De 2013 a 2014, sustentou a série The Bridge no FX como a detetive Sonya Cross. Depois vieram os seis meses de preparação para In the Fade. Sem glamour, sem distância: apenas uma pessoa sendo destruída e decidindo não se deixar destruir. O júri de Cannes foi unânime. Ela se tornou uma das poucas atrizes alemãs a ganhar o prêmio de interpretação no festival.

Diane Kruger
Diane Kruger. Depositphotos

O que a vitória também revelou foi um problema estrutural na carreira de Kruger: a indústria não tinha criado antes as condições para esse tipo de atuação — não por falta de confiança nela, mas porque ela era útil demais como outra coisa. O período hollywoodiano a colocou repetidamente no papel do obstáculo inteligente e bonito que o protagonista masculino precisa resolver. O filme de Tarantino à parte, o peso dramático foi sempre para outro lugar. Foi preciso um filme em alemão, fora de Hollywood, dirigido por um cineasta turco-alemão, sobre um trauma político especificamente alemão, para que toda a sua capacidade finalmente tivesse espaço.

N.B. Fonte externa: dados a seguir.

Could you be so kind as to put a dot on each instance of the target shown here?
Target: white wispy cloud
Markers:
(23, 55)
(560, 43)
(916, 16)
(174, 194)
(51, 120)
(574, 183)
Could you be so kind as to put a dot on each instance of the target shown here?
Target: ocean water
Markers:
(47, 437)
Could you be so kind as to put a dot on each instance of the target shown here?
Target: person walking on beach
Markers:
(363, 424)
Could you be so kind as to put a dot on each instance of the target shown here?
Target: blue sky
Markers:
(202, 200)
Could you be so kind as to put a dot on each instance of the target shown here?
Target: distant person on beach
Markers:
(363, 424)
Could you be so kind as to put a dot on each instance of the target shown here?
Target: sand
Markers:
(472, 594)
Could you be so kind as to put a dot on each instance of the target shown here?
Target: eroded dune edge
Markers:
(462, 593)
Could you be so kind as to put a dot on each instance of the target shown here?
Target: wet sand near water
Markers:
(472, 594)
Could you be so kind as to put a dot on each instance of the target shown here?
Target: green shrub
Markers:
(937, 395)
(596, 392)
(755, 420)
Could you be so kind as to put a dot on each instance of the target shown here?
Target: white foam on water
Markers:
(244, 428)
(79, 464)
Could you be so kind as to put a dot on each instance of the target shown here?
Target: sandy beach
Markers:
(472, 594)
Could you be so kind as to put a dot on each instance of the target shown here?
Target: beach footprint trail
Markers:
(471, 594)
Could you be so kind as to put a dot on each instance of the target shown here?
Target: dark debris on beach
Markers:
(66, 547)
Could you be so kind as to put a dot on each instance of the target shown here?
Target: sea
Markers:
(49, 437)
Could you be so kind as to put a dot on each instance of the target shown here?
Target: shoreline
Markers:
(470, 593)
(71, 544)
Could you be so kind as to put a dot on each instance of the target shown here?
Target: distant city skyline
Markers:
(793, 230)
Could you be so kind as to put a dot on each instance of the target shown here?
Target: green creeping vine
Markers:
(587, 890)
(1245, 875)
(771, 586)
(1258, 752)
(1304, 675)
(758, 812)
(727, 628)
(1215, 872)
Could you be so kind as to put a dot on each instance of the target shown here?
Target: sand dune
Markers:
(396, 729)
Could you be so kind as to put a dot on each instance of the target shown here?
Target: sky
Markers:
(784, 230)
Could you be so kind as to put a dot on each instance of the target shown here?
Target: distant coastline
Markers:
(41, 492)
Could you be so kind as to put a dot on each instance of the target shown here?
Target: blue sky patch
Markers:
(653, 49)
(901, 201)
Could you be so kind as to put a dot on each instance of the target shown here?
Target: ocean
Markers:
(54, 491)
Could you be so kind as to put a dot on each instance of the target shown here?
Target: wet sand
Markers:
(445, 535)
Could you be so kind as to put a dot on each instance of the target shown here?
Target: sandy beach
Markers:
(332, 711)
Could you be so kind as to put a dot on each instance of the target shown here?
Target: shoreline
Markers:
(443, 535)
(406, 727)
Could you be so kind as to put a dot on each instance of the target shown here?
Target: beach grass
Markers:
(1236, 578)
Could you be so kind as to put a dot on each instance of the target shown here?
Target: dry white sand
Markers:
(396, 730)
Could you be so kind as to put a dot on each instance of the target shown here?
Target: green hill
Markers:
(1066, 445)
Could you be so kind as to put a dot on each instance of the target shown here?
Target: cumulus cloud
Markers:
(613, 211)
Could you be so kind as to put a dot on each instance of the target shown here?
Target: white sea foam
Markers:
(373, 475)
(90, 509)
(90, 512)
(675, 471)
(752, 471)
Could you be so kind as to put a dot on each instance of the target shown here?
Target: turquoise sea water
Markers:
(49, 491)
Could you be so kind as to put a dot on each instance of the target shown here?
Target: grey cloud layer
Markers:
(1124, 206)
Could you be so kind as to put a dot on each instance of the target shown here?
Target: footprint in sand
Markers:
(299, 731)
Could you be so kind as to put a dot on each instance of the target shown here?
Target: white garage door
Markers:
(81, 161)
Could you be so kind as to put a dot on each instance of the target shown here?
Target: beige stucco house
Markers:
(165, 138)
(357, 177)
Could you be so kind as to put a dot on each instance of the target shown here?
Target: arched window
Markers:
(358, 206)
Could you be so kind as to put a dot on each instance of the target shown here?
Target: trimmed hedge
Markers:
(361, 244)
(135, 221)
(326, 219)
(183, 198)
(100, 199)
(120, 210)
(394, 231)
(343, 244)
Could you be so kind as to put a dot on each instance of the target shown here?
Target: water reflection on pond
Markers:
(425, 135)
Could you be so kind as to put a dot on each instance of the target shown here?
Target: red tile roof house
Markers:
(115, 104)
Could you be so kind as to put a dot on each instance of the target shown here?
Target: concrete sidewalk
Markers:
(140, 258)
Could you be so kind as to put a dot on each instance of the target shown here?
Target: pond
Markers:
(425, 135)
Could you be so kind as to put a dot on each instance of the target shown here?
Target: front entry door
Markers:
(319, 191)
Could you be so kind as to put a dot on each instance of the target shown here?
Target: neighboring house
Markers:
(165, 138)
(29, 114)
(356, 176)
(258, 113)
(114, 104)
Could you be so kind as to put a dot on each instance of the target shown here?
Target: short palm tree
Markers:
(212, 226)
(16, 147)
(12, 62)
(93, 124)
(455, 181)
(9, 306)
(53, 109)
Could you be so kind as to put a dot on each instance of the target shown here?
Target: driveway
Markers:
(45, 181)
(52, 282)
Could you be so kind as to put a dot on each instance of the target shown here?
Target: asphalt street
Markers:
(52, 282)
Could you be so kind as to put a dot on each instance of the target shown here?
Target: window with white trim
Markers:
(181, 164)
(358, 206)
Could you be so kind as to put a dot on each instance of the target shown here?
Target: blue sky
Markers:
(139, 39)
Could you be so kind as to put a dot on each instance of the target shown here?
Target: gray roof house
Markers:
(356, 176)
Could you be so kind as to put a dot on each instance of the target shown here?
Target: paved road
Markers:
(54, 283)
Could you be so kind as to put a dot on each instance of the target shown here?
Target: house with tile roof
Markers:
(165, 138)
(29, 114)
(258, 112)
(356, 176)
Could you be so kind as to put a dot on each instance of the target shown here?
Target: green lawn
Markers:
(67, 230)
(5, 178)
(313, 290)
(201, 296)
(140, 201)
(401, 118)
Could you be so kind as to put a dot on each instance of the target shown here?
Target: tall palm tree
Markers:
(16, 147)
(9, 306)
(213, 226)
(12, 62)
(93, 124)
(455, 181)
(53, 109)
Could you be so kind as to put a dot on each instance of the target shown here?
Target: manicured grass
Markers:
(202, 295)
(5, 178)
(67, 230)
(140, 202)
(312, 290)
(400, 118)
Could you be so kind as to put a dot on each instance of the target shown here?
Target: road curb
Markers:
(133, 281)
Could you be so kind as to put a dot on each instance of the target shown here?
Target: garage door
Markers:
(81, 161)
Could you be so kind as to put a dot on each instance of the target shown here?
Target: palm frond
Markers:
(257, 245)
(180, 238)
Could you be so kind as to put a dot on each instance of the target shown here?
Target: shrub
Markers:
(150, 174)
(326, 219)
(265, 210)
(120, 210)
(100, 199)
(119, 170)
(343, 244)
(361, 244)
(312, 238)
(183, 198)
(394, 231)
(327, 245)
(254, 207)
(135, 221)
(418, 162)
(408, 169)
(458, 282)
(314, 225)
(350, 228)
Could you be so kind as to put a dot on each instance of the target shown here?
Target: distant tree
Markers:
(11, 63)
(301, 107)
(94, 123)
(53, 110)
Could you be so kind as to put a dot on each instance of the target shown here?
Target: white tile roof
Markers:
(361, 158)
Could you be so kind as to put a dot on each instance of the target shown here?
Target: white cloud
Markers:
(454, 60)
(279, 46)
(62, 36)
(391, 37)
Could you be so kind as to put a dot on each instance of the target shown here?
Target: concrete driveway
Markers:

Voltou a Cannes em 2024 com The Shrouds — o filme de David Cronenberg sobre um empresário de tecnologia que inventa um dispositivo para que enlutados assistam seus mortos se decompondo — onde interpreta múltiplos papéis, incluindo a esposa falecida do protagonista. Os críticos apontaram como seu trabalho mais formalmente ousado. Cronenberg a escolheu pela precisão tonal que o papel exigia.

Amrum, que estreou nos Estados Unidos na primavera de 2026, a reúne com Akin mais uma vez. Mais quieto do que In the Fade, é uma história de formação ambientada numa ilha do Mar do Norte nos últimos dias da Alemanha nazista. Kruger interpreta Tessa, uma agricultora antifascista que representa a Alemanha que sobreviveu ao regime recusando colaborar com ele.

Vive com o ator Norman Reedus, com quem tem uma filha, Nova Tennessee, nascida em novembro de 2018. Fala alemão, inglês e francês. É Officier de l’Ordre des Arts et des Lettres da França. Uma minissérie sobre Marlene Dietrich, na qual interpretaria a atriz alemã que fez a mesma travessia transatlântica em sentido inverso, está em desenvolvimento com Akin — descrita como ‘pausada’ em Cannes 2025.